31. Next Permutation

math

A permutation of an array of integers is an arrangement of its members into a sequence or linear order.

• For example, for arr = [1,2,3], the following are all the permutations of arr: [1,2,3], [1,3,2], [2, 1, 3], [2, 3, 1], [3,1,2], [3,2,1].

The next permutation of an array of integers is the next lexicographically greater permutation of its integer. More formally, if all the permutations of the array are sorted in one container according to their lexicographical order, then the next permutation of that array is the permutation that follows it in the sorted container. If such arrangement is not possible, the array must be rearranged as the lowest possible order (i.e., sorted in ascending order).

• For example, the next permutation of arr = [1,2,3] is [1,3,2].

• Similarly, the next permutation of arr = [2,3,1] is [3,1,2].

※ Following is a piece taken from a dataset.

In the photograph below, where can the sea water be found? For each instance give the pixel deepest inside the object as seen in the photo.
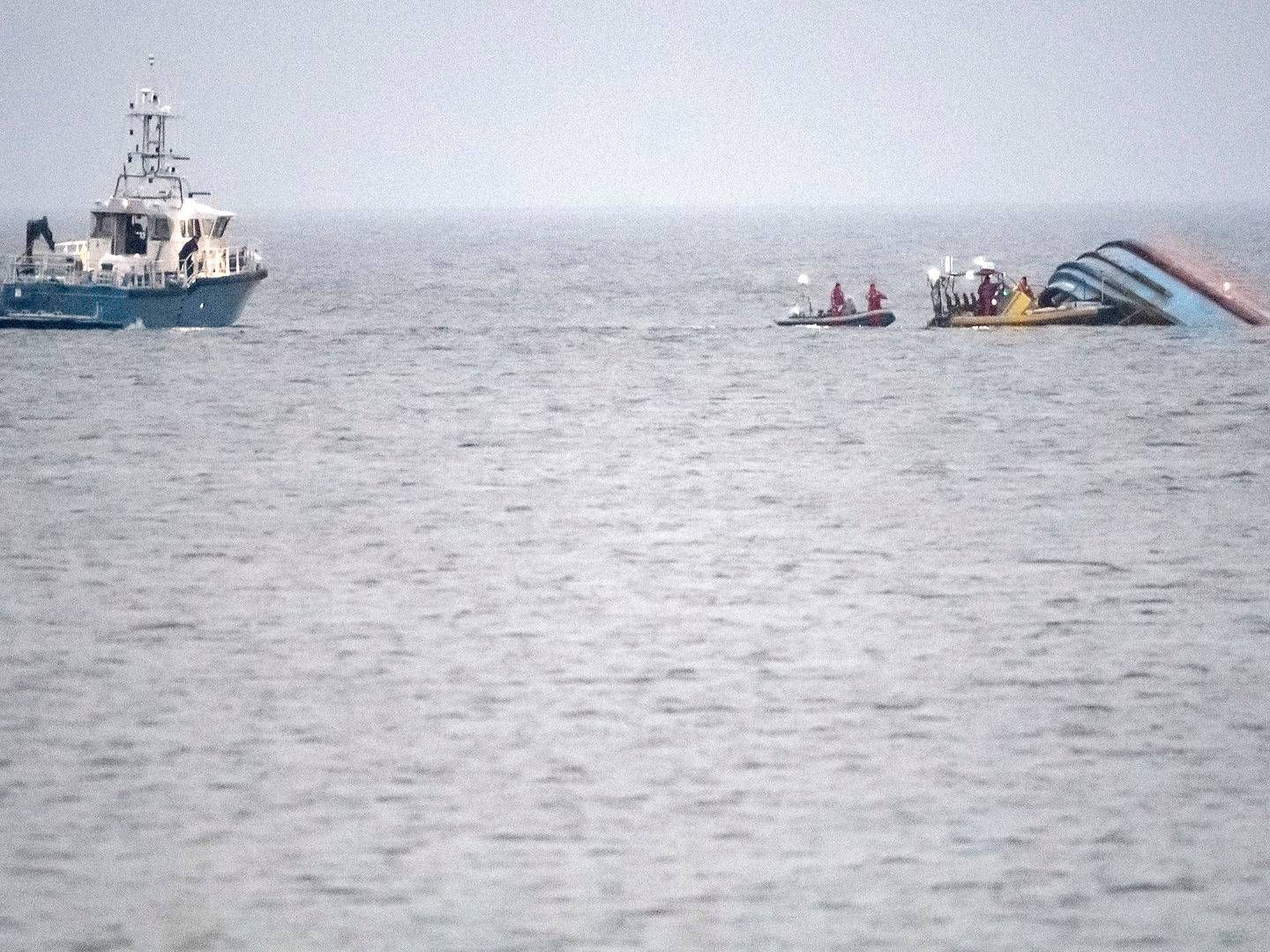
(510, 582)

• While the next permutation of arr = [3,2,1] is [1,2,3] because [3,2,1] does not have a lexicographical larger rearrangement.

Given an array of integers nums, find the next permutation of nums.

The replacement must be in place and use only constant extra memory.

Example 1:

Input: nums = [1,2,3]
Output: [1,3,2]

Example 2:

Input: nums = [3,2,1]
Output: [1,2,3]

Example 3:

Input: nums = [1,1,5]
Output: [1,5,1]

Constraints:

• 1 <= nums.length <= 100

• 0 <= nums[i] <= 100

分析

记得数组切分时候，会建立一个新的数组，就不在原数组上做了

问题定义： 给定一个整数数组 nums，找到它的“下一个排列”（即字典序比当前排列大的最小排列）。如果当前排列已经是最大的排列（如 [3,2,1]），则返回最小的排列（即升序排列 [1,2,3]）。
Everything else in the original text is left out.